Using reference class forecasting to improve your estimates
Nov 14, 2016
I’d like to share with you the lessons we’ve learned trying to improve the accuracy of our estimation process. Many agile software businesses use story points to estimate the complexity of features. A story point is not meant to be a measure of man-hours required to deliver a feature, but of comparative complexity. In our business, story points are part of our business model and must be tied to some time period in order to set sensible rates. TrikeApps uses a shared-risk model to charge for feature delivery, based on story points. In order to be financially successful Trikelings need to be — on average, across a sprint — accurate with their estimates. In this post, I talk about the steps we’ve taken to improve our estimation accuracy without introducing enormous amounts of overhead and what has and hasn’t worked for us. If your business relies on accurate developer estimates to be profitable, there are some valuable lessons to be learned.
Lessons we’ve learned from past approaches
There is a significant body of literature that suggests that reference class forecasting, or taking the “outside view”, leads to much more accurate estimates. Planning fallacy is a common cognitive bias that leads us to produce more optimistically inaccurate estimates of effort as we are presented with more and more detail. To avoid the planning fallacy, we are much better off looking at similar, completed features and selecting the same estimate rather than drilling down into the details of what needs to be done. Throughout all of our approaches, our developers were encouraged to use reference class forecasting while estimating.

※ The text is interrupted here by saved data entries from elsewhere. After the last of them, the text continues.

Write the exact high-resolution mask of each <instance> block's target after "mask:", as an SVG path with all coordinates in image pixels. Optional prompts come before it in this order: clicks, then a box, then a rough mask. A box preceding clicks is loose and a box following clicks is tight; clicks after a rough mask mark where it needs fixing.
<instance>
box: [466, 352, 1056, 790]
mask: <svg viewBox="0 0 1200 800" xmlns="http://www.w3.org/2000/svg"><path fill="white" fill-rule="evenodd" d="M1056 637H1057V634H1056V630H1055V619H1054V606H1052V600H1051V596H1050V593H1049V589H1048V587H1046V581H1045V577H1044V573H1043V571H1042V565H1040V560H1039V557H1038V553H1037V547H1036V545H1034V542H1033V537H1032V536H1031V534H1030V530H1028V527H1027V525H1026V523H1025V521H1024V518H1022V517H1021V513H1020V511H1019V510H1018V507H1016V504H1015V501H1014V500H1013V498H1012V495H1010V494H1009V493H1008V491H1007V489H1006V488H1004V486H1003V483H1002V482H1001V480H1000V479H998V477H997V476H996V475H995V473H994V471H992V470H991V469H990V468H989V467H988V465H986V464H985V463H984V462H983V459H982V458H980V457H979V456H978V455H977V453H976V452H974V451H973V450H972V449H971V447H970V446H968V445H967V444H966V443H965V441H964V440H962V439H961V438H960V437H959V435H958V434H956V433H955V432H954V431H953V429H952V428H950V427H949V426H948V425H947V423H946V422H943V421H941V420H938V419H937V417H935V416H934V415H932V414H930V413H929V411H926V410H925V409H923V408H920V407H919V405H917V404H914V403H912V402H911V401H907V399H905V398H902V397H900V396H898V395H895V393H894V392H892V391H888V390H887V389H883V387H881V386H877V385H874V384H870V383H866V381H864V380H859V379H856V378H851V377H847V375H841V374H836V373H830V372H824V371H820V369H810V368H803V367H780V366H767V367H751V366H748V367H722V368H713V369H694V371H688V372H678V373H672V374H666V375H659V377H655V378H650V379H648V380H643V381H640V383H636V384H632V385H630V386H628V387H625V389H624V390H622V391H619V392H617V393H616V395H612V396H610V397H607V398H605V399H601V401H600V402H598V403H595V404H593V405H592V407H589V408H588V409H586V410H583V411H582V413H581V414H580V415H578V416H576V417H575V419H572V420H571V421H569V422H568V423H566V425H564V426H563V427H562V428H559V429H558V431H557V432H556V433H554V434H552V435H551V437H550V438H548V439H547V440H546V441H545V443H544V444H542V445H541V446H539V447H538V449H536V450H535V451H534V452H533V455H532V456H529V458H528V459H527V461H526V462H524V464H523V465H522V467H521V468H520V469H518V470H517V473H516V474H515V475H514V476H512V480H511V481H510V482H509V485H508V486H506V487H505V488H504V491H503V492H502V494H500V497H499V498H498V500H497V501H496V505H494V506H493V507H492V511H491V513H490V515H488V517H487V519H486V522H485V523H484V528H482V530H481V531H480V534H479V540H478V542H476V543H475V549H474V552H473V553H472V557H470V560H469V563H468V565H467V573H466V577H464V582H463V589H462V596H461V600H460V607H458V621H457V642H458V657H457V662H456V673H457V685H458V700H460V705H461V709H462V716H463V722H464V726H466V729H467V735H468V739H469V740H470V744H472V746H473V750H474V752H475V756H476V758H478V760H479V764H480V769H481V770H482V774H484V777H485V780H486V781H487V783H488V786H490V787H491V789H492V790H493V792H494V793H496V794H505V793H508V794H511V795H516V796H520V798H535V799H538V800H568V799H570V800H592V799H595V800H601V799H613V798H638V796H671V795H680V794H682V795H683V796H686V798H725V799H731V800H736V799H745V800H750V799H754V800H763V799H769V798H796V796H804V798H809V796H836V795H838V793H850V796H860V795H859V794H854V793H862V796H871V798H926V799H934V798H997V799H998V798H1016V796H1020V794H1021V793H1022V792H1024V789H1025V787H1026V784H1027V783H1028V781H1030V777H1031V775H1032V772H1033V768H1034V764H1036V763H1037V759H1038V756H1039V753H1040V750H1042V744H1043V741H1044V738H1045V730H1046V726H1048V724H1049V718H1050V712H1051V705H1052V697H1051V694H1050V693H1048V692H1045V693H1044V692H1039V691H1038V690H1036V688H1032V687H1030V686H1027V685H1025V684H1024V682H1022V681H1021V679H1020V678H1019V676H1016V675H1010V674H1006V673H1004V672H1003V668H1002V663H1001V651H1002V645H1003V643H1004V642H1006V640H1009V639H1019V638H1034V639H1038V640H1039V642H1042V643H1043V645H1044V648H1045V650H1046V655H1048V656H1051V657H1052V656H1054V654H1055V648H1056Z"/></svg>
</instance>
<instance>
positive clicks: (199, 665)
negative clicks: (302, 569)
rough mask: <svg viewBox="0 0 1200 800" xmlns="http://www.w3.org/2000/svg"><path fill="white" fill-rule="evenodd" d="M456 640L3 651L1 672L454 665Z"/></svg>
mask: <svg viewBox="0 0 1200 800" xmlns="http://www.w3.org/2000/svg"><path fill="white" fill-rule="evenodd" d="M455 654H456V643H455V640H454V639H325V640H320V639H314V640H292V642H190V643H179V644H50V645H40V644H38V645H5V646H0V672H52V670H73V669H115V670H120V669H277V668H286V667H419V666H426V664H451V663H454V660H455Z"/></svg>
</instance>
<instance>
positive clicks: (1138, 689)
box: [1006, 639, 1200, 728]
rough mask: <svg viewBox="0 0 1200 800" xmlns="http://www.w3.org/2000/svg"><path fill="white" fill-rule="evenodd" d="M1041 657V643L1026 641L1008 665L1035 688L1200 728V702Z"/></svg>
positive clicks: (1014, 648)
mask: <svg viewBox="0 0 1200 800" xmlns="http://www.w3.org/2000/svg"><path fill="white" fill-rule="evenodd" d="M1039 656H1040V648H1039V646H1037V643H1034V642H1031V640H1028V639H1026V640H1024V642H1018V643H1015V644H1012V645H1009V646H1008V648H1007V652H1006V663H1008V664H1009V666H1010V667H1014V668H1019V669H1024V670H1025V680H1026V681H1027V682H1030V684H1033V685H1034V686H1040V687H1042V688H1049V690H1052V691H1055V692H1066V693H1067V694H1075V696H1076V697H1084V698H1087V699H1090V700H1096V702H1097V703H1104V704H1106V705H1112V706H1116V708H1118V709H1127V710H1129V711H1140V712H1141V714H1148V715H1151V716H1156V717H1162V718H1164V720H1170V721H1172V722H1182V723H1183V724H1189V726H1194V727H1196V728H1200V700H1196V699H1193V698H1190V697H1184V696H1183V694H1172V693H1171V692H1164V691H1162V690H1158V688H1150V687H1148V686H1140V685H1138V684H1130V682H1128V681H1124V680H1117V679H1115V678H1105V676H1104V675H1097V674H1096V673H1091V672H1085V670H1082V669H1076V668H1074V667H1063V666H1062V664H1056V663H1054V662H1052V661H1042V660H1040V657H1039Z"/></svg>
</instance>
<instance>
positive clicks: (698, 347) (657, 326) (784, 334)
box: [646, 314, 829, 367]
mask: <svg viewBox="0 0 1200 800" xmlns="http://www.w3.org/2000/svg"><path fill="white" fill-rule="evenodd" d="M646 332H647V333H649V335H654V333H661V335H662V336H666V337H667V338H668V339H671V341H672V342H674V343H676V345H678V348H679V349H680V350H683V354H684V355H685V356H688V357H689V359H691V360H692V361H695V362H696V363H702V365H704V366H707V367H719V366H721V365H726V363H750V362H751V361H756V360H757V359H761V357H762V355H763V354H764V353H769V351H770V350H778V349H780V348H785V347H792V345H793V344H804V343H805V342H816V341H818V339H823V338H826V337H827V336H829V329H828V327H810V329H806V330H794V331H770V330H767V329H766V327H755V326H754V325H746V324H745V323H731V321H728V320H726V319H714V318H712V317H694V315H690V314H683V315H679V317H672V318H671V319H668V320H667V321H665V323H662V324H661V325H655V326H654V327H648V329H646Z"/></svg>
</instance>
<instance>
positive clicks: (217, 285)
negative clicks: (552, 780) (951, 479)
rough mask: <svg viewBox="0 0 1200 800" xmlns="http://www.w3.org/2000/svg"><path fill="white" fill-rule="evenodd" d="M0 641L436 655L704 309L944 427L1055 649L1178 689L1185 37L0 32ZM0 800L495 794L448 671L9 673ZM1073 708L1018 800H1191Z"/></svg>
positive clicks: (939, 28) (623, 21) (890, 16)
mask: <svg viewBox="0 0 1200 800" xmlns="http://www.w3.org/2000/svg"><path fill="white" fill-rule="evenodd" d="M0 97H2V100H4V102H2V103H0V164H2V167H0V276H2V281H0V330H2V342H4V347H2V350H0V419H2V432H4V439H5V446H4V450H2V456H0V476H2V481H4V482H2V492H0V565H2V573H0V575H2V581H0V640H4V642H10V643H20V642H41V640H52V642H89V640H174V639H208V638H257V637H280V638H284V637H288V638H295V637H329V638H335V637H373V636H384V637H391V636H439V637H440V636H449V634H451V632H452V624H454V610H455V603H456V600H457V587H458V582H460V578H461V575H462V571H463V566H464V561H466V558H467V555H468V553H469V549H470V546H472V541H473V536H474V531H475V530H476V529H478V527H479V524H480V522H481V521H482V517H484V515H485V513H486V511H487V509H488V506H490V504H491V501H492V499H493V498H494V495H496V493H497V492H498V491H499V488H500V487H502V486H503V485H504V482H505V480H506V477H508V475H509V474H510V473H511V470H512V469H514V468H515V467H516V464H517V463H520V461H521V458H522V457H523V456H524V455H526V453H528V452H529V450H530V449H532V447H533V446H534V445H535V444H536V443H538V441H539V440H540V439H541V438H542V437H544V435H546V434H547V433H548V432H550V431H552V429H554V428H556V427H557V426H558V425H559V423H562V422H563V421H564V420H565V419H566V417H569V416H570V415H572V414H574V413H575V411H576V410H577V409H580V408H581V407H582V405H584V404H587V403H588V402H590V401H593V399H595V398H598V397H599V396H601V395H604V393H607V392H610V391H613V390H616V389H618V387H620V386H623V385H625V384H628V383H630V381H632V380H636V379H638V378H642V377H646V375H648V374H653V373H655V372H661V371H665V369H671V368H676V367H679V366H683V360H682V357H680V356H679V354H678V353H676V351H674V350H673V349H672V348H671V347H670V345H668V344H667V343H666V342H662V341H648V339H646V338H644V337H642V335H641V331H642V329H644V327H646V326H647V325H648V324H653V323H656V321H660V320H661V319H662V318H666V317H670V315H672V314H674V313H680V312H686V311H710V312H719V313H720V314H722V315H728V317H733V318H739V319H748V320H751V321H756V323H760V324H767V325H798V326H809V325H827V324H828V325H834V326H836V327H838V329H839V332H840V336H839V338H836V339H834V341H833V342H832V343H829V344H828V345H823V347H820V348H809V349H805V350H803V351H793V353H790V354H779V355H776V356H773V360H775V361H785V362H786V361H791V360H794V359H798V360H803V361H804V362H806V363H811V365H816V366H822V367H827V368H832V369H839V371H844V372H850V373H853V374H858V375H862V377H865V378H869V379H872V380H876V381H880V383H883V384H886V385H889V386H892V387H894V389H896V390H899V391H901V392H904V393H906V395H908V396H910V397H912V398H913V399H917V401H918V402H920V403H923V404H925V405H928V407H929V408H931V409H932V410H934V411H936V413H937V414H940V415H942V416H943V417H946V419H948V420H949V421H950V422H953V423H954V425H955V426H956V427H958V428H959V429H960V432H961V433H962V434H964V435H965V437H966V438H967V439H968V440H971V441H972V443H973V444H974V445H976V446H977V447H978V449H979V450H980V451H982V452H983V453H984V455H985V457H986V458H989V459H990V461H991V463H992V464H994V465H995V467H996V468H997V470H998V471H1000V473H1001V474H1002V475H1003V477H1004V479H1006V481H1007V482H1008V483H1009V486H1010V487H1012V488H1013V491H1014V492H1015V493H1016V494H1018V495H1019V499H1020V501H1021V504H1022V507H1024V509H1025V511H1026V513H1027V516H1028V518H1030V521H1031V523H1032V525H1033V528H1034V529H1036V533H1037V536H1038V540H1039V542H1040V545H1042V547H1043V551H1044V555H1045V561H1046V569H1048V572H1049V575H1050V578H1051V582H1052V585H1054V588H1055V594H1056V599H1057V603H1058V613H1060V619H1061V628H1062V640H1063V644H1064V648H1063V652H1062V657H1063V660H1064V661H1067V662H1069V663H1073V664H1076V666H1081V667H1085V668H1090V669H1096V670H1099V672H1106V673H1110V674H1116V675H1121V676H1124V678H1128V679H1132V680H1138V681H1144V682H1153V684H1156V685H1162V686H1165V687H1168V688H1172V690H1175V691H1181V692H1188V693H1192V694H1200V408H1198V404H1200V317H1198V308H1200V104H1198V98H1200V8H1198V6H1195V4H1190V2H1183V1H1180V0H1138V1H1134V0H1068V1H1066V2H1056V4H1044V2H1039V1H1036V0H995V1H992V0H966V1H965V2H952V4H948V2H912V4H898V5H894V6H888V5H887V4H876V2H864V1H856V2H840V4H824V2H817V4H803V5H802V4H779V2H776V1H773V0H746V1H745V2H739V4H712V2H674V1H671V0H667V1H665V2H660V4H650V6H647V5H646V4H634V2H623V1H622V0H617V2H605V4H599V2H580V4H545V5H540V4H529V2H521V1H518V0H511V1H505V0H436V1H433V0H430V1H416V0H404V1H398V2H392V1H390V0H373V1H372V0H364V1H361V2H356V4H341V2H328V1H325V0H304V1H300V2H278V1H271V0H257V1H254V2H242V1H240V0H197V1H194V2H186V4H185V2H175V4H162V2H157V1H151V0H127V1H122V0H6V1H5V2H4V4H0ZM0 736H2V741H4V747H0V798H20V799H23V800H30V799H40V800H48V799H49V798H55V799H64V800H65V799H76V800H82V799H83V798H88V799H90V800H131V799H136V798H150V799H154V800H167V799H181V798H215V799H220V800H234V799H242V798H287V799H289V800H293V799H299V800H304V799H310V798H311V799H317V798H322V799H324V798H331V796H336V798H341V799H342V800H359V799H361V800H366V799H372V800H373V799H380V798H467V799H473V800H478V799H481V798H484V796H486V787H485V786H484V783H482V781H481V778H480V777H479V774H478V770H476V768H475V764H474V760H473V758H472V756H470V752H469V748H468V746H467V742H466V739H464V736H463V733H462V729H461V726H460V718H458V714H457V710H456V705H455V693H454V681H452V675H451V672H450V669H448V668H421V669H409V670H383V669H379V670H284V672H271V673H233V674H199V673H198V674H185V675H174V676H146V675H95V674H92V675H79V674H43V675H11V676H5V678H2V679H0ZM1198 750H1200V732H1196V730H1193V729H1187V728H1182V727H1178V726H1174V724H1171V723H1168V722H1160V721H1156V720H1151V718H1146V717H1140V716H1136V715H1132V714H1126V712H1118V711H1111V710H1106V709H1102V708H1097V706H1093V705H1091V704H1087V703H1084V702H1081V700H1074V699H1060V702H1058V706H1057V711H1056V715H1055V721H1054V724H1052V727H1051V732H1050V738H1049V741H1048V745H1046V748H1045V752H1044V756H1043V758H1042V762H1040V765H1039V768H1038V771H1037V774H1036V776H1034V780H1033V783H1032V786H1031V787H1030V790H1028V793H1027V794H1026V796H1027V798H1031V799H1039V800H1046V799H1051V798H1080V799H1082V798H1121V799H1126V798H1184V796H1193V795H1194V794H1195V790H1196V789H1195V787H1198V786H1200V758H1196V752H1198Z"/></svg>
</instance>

We’ve made several attempts at improving estimation accuracy with mixed results. We tried planning poker but found that gaining consensus for all feature estimates each sprint was far too time consuming. Many of our less-experienced developers were not comfortable challenging more experienced developers and subsequently disengaged during discussion. Furthermore, we found that this process made our estimates no more accurate than individuals estimating on their own. A subsequent attempt to have developers estimating stories in pairs yielded similar results. We tried generating multiple possible implementation plans individually and then paired on estimating them; this produced better estimates but bottlenecked our development process.
Our first attempts at using reference class forecasting were time consuming. In order to do it effectively, we needed a canonical set of stories that we could use for reference. We tried to do this by creating a set of tags that described the broad functional areas of our systems and tagging each of our completed stories. When estimating, we could then easily bring up a list of features we’d implemented in a similar functional area. The problem with this approach, apart from needing a significant amount of time and discipline, was that we weren’t taking into account whether we were using stories that had been massive blowouts in our canonical dataset. It’s no good saying “my feature is like that two-point feature” if that two-point feature took the equivalent of five points to deliver.
Less overhead but more cognitive load on developers
Our latest attempt feels much more natural and requires much less additional overhead. At the end of the sprint our developers tag a feature as “canonical” if they would give it the same estimate should they need to do it again. We’ve built an estimation tool that asks for high-level details of a possible implementation and comes back with another canonical feature from the same project for comparison. The developers are asked if the feature being presented is less complex, equally complex or more complex than the approach they’ve come up with. Once their answers have narrowed down the possible estimate to a single value (we use the Fibonacci sequence for possible point values) that value is selected as the estimate. At no point during this process does the developer actually see what that estimate has been set to. This discourages anchoring and second-guessing.
This approach has some drawbacks — it takes a bit more cognitive effort to look at the canonical example and get a feel for its complexity, especially if it’s an older story — but on the whole it’s started to yield better estimates and happier developers. Our developers estimate individually, but the developer who actually begins work on the feature has the power to change the estimate providing no more than 20% of the original budget has been expended and the client agrees to the revised projected cost; tracking whether this rule results in measurably better outcomes is a work in progress.